Они встали одновременно и начали разминать ноги. Бен взглянул на часы и поразился, заметив, как уже поздно. Куда подевалось это время?
Джуди печатала до поздней ночи, часто делая пятиминутные перерывы. Бен в это время сидел в своем темном кабинете. Стук клавиш мешал ему не так, как паузы. Один раз, когда ему даже показалось, будто она совсем прекратила печатать, он встал и выглянул из кабинета. Джуди сидела за пишущей машинкой, подперев подбородок руками, и смотрела куда-то вдаль. Спустя минуту она, словно опомнившись, снова приступила к работе.
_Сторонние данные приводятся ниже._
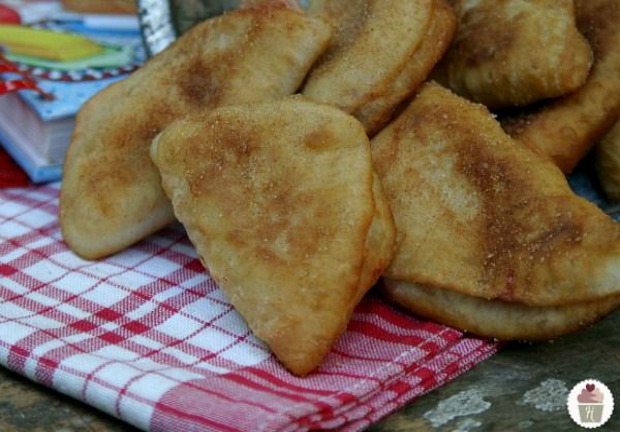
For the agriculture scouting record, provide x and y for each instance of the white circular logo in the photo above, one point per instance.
(590, 404)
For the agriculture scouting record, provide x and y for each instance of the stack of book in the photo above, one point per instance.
(61, 69)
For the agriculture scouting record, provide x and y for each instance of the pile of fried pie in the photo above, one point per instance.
(420, 147)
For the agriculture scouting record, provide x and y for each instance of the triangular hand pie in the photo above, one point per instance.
(281, 202)
(491, 222)
(111, 195)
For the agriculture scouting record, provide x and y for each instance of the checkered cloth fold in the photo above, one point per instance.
(148, 337)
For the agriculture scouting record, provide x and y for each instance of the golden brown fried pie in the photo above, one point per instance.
(374, 41)
(514, 53)
(377, 112)
(567, 128)
(111, 195)
(292, 225)
(491, 222)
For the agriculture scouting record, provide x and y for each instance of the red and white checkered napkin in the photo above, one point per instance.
(147, 336)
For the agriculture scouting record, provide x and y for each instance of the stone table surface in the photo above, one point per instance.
(522, 388)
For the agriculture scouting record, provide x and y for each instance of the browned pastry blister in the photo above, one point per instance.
(491, 237)
(515, 53)
(111, 195)
(369, 68)
(567, 128)
(292, 225)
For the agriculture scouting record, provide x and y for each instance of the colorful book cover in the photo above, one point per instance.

Бен откинулся на спинку стула и сложил руки за голову. Он мысленно вернулся к эпизодам, описанным в пятом свитке, некоторое время провел вместе с Ревекой, представил уроки на портике храма и то, как Давид впервые написал отцу, и дивился тому, откуда Елеазару стало известно, что он таскал воду для вдовы. То были счастливые дни, когда он жил в Иерусалиме в доме раввина. Бен жалел о том, что не может вернуться в прошлое. То были приятные воспоминания…
– Доктор Мессер?
Он опустил руки и сел прямо.
– Да?
– Я все напечатала.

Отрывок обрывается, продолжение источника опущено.